Content from our partners

Securing our future

How investment can unlock the potential of UK healthcare

Kay’s work broke through at an odd time for an hour on British screens. As Natalie Ola notes in her book Steal as much as you can (2019), programs like Ground forces and Changing rooms were exercises in purging British homes of their symbols of the working class. Peter Kay, with his merciless memories of televised darts, package holidays and quayside performances in Blackpool, won huge public affection by doing the opposite. His only major advertising campaign was for John Smith’s bitters, and it’s easy to forget that his famous garlic bread routine was a reflection of Britain’s rapid culinary evolution and those left behind.

In 21st century British comedy, binaries have by default become the twin poles of personal confession and “saying the unspeakable” shock and awe. Kay does neither. His Mum Wants a Bungalow tour in early 2000, with its machine-gun fire of traditional jokes, was a back-to-basics moment for British comedy. Rejecting the previous two decades of alternative comedy, Kaye engaged in a formal traditionalism that would lay the groundwork for stand-up’s unlikely return to primetime in the form of the Saturday Night Comedy Program Live at the Apollo.

Like the populist who can campaign but not govern, however, Kay’s campaign for true comedy would yield diminishing returns. His 2010-2011 tour broke records – performing to 1.2 million people – but as the comedy website Chortle reports, “noticing what he’s actually used before and what you just think you’ve heard before , is a fool’s errand’. Kay’s distance from the rawness of everyday working life manifests itself in what can often feel like a steely maintenance of the brand.

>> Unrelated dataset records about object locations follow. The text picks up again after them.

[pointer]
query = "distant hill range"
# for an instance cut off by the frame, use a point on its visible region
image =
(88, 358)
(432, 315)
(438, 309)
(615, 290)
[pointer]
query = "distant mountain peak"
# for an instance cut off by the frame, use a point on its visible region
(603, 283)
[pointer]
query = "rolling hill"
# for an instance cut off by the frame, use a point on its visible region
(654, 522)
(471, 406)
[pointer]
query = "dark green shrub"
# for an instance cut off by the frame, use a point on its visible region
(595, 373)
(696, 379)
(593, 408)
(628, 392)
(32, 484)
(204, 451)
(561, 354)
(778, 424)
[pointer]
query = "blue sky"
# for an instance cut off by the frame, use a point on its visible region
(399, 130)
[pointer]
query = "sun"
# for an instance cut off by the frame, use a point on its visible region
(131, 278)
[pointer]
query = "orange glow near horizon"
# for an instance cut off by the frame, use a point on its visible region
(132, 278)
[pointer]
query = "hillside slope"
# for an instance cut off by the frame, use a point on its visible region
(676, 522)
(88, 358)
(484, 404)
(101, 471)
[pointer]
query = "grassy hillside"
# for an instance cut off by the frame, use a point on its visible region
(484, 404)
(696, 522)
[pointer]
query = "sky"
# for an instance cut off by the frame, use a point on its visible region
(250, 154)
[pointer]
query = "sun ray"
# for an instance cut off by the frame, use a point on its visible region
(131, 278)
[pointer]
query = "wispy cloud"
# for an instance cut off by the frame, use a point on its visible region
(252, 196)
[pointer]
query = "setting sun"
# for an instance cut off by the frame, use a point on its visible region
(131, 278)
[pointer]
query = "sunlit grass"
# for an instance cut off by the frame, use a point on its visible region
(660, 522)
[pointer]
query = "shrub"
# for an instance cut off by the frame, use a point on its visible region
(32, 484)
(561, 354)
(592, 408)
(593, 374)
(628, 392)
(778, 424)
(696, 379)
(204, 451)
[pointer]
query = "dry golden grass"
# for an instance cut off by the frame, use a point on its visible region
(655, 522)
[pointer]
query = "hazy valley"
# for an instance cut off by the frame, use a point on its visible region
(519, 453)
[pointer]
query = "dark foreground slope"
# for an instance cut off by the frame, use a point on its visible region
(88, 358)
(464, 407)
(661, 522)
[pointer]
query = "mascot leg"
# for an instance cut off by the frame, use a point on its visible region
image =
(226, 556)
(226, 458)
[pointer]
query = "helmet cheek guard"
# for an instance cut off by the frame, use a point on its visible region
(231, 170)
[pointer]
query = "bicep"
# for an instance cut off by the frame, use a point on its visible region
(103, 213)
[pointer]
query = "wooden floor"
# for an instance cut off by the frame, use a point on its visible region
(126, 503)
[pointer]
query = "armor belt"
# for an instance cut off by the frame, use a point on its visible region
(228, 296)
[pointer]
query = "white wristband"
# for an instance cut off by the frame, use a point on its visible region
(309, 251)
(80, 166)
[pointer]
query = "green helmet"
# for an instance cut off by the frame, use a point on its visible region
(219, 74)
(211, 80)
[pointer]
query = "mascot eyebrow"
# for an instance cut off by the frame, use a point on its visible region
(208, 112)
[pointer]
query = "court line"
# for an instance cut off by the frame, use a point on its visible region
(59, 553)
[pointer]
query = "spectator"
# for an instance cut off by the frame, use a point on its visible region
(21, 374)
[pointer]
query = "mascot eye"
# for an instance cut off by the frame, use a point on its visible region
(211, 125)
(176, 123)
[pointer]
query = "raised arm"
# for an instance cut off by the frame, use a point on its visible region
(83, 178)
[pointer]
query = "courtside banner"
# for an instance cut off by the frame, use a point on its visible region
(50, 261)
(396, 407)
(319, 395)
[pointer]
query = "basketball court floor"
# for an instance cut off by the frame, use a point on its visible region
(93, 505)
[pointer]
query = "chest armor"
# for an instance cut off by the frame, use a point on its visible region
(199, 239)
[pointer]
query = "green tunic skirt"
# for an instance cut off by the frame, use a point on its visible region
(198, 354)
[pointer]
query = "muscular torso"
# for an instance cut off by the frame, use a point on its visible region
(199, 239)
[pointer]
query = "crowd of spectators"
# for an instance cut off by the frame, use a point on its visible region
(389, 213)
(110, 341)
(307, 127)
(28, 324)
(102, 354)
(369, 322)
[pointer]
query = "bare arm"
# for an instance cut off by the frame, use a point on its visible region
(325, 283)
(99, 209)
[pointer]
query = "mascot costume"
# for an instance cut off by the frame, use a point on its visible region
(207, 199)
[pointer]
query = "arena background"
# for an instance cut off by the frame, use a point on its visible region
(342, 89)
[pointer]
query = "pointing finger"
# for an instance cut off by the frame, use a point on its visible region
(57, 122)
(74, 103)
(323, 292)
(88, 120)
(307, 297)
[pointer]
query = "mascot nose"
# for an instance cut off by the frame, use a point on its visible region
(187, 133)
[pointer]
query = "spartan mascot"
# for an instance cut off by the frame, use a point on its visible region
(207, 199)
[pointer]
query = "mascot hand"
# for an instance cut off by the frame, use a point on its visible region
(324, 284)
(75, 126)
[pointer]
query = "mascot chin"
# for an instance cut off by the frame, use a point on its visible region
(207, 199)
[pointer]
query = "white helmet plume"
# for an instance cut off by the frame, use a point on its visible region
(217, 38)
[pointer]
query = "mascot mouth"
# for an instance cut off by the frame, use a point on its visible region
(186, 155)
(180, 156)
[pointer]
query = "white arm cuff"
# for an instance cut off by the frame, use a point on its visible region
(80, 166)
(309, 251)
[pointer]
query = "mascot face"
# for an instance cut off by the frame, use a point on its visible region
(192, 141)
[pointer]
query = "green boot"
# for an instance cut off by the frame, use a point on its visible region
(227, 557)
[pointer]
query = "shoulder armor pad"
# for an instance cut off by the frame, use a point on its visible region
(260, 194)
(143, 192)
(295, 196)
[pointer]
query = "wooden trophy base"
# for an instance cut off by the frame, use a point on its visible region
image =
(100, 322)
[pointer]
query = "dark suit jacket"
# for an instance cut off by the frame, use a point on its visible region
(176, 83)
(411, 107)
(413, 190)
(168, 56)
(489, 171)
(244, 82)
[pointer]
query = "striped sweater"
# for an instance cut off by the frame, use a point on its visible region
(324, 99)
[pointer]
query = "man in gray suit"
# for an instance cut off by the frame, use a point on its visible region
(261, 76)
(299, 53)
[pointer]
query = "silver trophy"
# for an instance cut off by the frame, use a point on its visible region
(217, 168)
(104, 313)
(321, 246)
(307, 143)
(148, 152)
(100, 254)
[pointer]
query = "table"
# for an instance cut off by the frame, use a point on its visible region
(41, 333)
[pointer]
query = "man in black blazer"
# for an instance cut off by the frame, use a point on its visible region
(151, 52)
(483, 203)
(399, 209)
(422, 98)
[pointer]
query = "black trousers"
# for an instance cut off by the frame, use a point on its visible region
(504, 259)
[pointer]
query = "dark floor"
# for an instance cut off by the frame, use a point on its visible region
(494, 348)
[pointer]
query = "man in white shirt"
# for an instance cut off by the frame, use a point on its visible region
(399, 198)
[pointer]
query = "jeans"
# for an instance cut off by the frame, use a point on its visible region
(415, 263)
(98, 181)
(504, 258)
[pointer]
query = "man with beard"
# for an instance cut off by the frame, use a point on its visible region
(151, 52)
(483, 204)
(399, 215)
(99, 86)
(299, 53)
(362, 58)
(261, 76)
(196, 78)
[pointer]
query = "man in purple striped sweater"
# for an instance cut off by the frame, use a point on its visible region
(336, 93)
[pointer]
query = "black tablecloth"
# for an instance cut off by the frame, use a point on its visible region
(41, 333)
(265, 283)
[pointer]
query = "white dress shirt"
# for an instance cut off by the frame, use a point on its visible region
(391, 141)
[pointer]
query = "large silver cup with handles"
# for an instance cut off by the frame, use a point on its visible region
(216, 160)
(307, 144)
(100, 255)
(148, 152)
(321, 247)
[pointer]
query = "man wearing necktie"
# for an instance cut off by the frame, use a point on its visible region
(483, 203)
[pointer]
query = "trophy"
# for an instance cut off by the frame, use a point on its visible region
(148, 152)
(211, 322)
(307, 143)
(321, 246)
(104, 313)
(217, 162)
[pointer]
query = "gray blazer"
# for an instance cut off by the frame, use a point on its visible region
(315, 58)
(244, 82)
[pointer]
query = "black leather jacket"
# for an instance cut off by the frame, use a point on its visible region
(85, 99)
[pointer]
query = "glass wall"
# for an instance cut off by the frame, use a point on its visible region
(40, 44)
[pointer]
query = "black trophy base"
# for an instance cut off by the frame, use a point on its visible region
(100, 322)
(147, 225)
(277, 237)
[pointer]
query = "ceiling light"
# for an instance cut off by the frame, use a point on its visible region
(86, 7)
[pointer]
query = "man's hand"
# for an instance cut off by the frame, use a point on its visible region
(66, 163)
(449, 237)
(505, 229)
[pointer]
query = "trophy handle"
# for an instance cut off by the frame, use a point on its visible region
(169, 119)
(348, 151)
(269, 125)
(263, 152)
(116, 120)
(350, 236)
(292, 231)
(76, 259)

In 2019, Alexey Sale criticized Peter Kay for his supposed “obsession with money”, lamenting that “one thing we could never have realized when my generation revolutionized stand-up comedy was what a huge business it would become”. Possibly apocryphal, stories of Kay’s alleged skinflint tendencies are legendary in entertainment.

Part of this is a reflection of a vacuum created by Kay’s intense solitude. Rarely giving interviews, the extent of information available about the performer is that he lives with his wife Susan and family in Lancashire. Outside of being friends with broadcaster Danny Baker – whose father he played brilliantly on screen in the 2015 series. Cradle to grave – Kay is quite far from the contemporaries of show business. Kay’s success in his rare chat show appearances is leaving the studio without a single flashy revelation, instead opting for anarchic moments that can come off as domineering and jarring. Kay gives nothing.

The last time Kay was on tour, Labor was in government and represented the majority of seats in his native North West. You’ll hear a bit about these changes in Kay’s set, though. With comedy that can be claimed by both the left and the right, it’s a reflection of the universality of the mood that Kaye signed off her recent public thank you to fans with “PS: Matt Hancock is a proper star”. What might Kay’s new material look like? Only ticket holders will likely find out soon enough. Kay has not provided any media distribution, while the lucrative streaming and home entertainment market is unlikely to be seen until after the tour is over.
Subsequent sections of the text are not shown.